Кофе считают вредным потому, что в нем нефть, из-за которой начинается язва, сигареты — потому что вызывают рак, мир — потому что он ничтожен, стремление жить — потому что жить глупо, и потом, все равно это ненадолго. Верить вредно потому, что это неоправданно. Ждать хорошего от наступающего дня вредно потому, что эти ожидания еще никогда не сбывались. Забыть о хромоте, катаре, тугоухости и подслеповатости вредно потому, что все они здесь при мне, ухмыляются и только того и ждут, как бы со мной поскорей разделаться. Помнить шутки, развлечения, своих подружек и наших общих с ними детей вредно потому, что где все это теперь, где все они теперь?
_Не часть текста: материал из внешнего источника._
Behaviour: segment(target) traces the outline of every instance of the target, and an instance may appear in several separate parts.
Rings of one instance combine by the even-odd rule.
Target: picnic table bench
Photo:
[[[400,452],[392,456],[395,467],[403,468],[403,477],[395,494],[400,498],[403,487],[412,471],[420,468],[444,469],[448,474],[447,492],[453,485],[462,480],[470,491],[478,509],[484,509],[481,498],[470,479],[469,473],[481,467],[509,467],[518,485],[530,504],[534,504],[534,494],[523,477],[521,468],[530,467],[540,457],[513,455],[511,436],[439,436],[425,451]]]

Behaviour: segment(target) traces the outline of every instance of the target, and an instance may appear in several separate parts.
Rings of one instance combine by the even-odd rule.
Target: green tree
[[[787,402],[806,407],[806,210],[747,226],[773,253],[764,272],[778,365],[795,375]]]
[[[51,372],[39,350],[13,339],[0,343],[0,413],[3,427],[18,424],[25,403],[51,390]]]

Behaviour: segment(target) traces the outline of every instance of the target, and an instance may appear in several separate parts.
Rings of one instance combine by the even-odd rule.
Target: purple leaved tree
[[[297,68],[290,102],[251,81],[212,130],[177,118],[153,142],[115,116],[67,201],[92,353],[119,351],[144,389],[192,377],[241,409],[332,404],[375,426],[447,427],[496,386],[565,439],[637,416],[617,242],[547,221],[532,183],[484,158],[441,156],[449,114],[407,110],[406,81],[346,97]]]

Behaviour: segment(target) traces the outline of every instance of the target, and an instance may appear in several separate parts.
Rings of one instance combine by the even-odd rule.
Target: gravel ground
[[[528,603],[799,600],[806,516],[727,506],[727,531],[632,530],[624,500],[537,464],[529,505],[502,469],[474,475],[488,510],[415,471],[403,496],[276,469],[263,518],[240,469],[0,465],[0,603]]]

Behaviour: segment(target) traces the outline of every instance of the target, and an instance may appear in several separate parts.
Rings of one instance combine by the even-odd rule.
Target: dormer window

Вредно все потому, что все всегда вредно, этого не знают лишь писатели, они никогда этого не усвоят, они отказываются это понять, они тупее тупиц и знай себе твердят: «Сегодня тот самый день», не принимая никого и ничего всерьез, кроме этого самого дня, так что тут все яснее ясного.
Итак, писатель садится, итак, я сел, итак, кто-то там сел двенадцать часов назад, в шесть утра, в Сан-Франциско, еще затемно, «Обмакни-ка, мама, печенье в варенье», да, кстати, как насчет ребят, которые сочиняют песни, и заодно тех, которые их поют?
Обычно я ложусь в час ночи, просыпаюсь в три, включаю транзистор, и вот они все снова со мной, презираемые Клифтоном Фейдиманом, высмеянные Марией Маннес, снова все они зовут к погоне за рыжим лисенком, и что им за дело до финансового кризиса, обсуждаемого в «Сатердей ревью», до обнищания, которое распространяется все шире, потому что никто не понимает его неотвратимости: Элвис Пресли, Рей Чарльз, Фете Домино, Чабби Чекер и всякие разные девочки, премилые девочки, которые поют о том, что «он — бродячее чудо» или «я не буду твоей, ну разве что ты придешь сию минуту».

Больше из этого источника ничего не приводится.